Border Patrol Deputy Director and Chaplaincy Program Manager Spencer Hatch highlighted the need to maintain both the “hypervigilance” of law enforcement and the humanitarian instinct to empathize with migrants and fellow agents.

He also taught strategies to protect officers' families from “stroke trauma.” Divorces spike when agents are reassigned during waves of migrants, some as many as 9 times in 18 months during record border crossings early in President Joe Biden's administration.

Many children of agents are afraid to reveal their parents' work, especially in border communities. They may be going to school with children of cartel members, or undocumented migrants, or those who believe that the Border Patrol “prevents people from living the American dream,” in Hatch's words.

“That's a really difficult thing to deal with, as things tend to swing back and forth, and we're still in the crossfire,” he added.

Hatch uses as a case study of moral injury a 2021 incident in Del Rio where officers on horseback appeared in some viral photos to appear to be whipping immigrants with their reins, which a federal investigation later determined had not happened.

“For a photo to be taken out of context and for those people to be shamed by the highest levels of government, that was very disheartening. That hurt us all,” Hatch said.

Struggling with moral standards and a higher calling

Dealing with that “dissonance” of enforcing immigration laws, including rescuing migrants, and hearing their jobs demonized by the public, is a major challenge, said Tucson area chaplain Jimmy Stout. He was one of the first four chaplains when the program was launched through a grassroots effort on the southern border in the late 1990s.

“We talked about this from day one,” Stout said. “Does what they are doing meet your personal standards?”

For officers who received their chaplain badges last week, those standards now also involve a higher calling.
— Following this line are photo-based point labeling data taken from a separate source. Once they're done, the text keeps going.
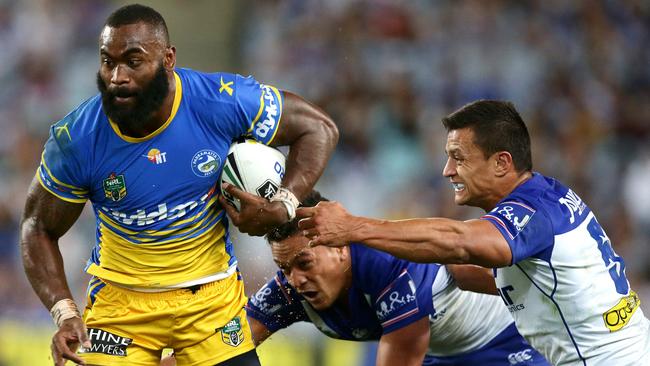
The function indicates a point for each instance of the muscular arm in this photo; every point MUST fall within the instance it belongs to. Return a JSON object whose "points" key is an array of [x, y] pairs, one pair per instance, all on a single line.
{"points": [[405, 346], [259, 330], [45, 219], [312, 136], [437, 240], [473, 278]]}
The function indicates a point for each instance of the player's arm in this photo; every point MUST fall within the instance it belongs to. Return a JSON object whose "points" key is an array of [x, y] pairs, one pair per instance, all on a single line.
{"points": [[45, 219], [405, 346], [469, 277], [259, 330], [437, 240], [311, 136]]}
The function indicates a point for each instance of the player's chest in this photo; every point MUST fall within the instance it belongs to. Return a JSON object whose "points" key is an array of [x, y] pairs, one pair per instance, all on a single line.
{"points": [[176, 164]]}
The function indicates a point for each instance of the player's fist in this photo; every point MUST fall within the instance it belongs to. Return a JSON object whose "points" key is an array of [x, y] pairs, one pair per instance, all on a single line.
{"points": [[256, 216]]}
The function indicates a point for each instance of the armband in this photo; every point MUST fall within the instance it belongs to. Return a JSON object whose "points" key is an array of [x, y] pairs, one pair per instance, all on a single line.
{"points": [[64, 309], [288, 199]]}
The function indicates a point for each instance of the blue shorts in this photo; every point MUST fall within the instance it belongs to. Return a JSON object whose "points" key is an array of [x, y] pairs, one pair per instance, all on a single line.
{"points": [[507, 348]]}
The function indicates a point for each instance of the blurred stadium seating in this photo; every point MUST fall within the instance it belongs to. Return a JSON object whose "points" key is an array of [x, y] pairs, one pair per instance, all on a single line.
{"points": [[387, 71]]}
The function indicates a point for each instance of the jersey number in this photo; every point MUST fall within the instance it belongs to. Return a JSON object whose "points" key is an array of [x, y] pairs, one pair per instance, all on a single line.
{"points": [[614, 263]]}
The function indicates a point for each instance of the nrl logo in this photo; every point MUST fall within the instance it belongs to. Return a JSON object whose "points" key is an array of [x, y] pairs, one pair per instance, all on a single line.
{"points": [[232, 333], [115, 187]]}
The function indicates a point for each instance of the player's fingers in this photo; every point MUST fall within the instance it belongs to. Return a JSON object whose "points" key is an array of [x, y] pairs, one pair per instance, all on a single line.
{"points": [[304, 212], [82, 335], [305, 224], [56, 355], [230, 210], [235, 192], [310, 233]]}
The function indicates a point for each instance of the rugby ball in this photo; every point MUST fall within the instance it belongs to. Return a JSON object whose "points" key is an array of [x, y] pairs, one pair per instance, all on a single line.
{"points": [[252, 167]]}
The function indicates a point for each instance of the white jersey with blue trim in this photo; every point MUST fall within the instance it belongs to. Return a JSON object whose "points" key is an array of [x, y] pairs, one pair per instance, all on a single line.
{"points": [[566, 287]]}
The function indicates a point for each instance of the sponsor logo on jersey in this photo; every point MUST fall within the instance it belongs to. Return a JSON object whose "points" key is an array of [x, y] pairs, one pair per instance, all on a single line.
{"points": [[232, 333], [520, 357], [205, 163], [106, 342], [115, 187], [618, 316], [504, 292], [271, 112], [156, 156], [397, 301], [267, 189], [142, 217], [227, 87], [574, 204], [516, 214]]}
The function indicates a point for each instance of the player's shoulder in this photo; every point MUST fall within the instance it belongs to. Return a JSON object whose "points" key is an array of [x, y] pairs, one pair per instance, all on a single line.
{"points": [[559, 203], [215, 86], [74, 129]]}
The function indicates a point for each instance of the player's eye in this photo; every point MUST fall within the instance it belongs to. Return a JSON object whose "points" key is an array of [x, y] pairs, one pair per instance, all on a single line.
{"points": [[134, 62]]}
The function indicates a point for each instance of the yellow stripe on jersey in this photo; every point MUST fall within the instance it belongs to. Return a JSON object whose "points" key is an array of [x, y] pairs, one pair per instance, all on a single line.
{"points": [[160, 265], [277, 94], [259, 112], [75, 190], [67, 199]]}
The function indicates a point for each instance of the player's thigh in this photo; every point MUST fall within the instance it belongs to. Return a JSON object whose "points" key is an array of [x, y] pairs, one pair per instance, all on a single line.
{"points": [[122, 327], [218, 313]]}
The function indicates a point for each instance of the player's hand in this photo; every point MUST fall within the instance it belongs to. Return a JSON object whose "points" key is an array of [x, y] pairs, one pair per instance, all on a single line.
{"points": [[66, 340], [256, 216], [328, 223]]}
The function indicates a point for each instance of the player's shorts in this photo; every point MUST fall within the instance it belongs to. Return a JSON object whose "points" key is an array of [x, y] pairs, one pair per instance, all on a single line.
{"points": [[507, 348], [205, 325]]}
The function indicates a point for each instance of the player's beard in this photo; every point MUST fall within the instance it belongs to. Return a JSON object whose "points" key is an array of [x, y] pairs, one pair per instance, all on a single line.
{"points": [[148, 101]]}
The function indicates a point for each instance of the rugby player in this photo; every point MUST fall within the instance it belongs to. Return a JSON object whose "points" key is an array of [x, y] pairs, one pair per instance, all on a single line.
{"points": [[416, 311], [148, 151], [555, 267]]}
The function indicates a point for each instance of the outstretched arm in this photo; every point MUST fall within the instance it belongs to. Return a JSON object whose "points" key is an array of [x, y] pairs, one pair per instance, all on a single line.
{"points": [[438, 240], [311, 136], [45, 220], [405, 346]]}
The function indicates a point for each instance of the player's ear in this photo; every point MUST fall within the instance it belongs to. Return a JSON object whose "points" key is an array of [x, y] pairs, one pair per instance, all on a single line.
{"points": [[503, 163], [169, 60]]}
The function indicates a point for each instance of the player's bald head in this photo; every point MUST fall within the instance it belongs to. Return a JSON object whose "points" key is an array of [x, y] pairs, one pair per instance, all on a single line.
{"points": [[136, 13]]}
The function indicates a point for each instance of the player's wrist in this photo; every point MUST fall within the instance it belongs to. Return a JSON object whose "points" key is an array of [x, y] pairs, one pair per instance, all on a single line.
{"points": [[63, 310], [288, 200]]}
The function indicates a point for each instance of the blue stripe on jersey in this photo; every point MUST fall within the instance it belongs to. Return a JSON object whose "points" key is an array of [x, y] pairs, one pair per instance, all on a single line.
{"points": [[557, 306]]}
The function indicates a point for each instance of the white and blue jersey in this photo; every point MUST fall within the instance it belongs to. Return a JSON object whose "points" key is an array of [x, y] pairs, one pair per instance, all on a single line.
{"points": [[388, 294], [566, 287]]}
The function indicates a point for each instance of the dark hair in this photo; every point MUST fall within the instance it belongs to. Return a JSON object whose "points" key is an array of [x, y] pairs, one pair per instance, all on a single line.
{"points": [[136, 13], [290, 228], [497, 127]]}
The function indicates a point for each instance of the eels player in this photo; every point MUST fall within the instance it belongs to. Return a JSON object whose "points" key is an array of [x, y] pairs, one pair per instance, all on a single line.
{"points": [[147, 151]]}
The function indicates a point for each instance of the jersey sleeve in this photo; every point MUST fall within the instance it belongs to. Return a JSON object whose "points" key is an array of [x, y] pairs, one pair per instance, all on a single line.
{"points": [[261, 107], [401, 295], [276, 305], [60, 171], [528, 230]]}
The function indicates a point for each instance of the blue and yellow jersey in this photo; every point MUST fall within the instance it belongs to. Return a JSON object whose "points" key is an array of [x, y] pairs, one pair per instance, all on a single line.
{"points": [[159, 223]]}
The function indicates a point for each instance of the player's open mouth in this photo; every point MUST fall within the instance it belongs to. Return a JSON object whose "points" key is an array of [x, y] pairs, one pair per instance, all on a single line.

Class speaker Matt Kiniery, a father of three who joined the military after 9/11 and the Border Patrol in El Paso, Texas, in 2009, decided to become a chaplain after an on-duty car accident so serious that The doctor noted that it was a miracle that he was alive.

“'The one upstairs has something for you.' I took it seriously,” Kiniery said. The chaplains helped his wife Jeanna then, and the couple are now eager to support her new role.

“Even in times of uncertainty, your presence is often enough,” the agent told the graduating class, before his voice broke. Several instructors in the audience wiped away tears.